Près de 60 000 migrants marocains ont traversé illégalement la frontière vers l’enclave espagnole de Ceuta en une semaine, plongeant la région dans une crise humanitaire et diplomatique. Cette affluence s’est produite à la suite d’un contexte de tensions entre le Maroc et l’Espagne, qui a alimenté la désorganisation des autorités locales. La plupart des migrants ont fini par retourner au Maroc, soit volontairement, soit sous la contrainte, tandis que plusieurs dizaines ont perdu la vie en tentant d’entrer dans l’enclave, selon le gouvernement espagnol (APS).
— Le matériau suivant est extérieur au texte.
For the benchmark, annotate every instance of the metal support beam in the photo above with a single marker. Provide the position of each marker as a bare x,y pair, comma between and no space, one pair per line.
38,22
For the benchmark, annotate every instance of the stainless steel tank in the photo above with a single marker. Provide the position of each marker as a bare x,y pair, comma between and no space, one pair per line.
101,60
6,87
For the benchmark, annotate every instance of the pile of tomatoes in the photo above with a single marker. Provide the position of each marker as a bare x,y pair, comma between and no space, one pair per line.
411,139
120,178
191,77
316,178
Des centaines de mineurs non accompagnés se retrouvent isolés dans des entrepôts abandonnés ou à ciel ouvert, sans assistance suffisante. Leur situation, dénoncée par des médias, soulève des inquiétudes humanitaires. Ces jeunes, souvent vêtus de t-shirts sales et chaussés de sandales, dorment en plein air dans une zone industrielle désaffectée, exposés aux chaleurs extrêmes. La crise a également suscité des questions sur le rôle des autorités marocaines, avec des soupçons d’instrumentalisation de la misère de la jeunesse marocaine (sudouest.fr).
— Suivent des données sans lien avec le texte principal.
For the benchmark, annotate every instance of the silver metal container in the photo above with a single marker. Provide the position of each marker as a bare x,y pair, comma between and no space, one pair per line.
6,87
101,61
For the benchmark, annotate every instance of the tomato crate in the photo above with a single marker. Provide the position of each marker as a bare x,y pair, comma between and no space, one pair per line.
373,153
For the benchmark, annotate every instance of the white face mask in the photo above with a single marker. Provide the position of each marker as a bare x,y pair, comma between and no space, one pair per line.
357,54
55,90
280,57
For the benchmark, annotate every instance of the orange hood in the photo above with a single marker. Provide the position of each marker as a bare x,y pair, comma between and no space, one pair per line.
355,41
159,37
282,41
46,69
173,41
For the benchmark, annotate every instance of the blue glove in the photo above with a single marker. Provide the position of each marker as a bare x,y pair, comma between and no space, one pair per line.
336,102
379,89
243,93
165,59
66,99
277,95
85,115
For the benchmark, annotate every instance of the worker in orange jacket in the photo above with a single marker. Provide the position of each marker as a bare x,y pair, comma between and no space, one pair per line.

La vague migratoire, qui a atteint des proportions inédites, a eu un impact politique dans l’Union européenne. Les autorités espagnoles et marocaines sont confrontées à un défi majeur, à la fois humanitaire et diplomatique. La situation reste fragile, avec des risques persistants pour les migrants et des tensions entre les deux pays.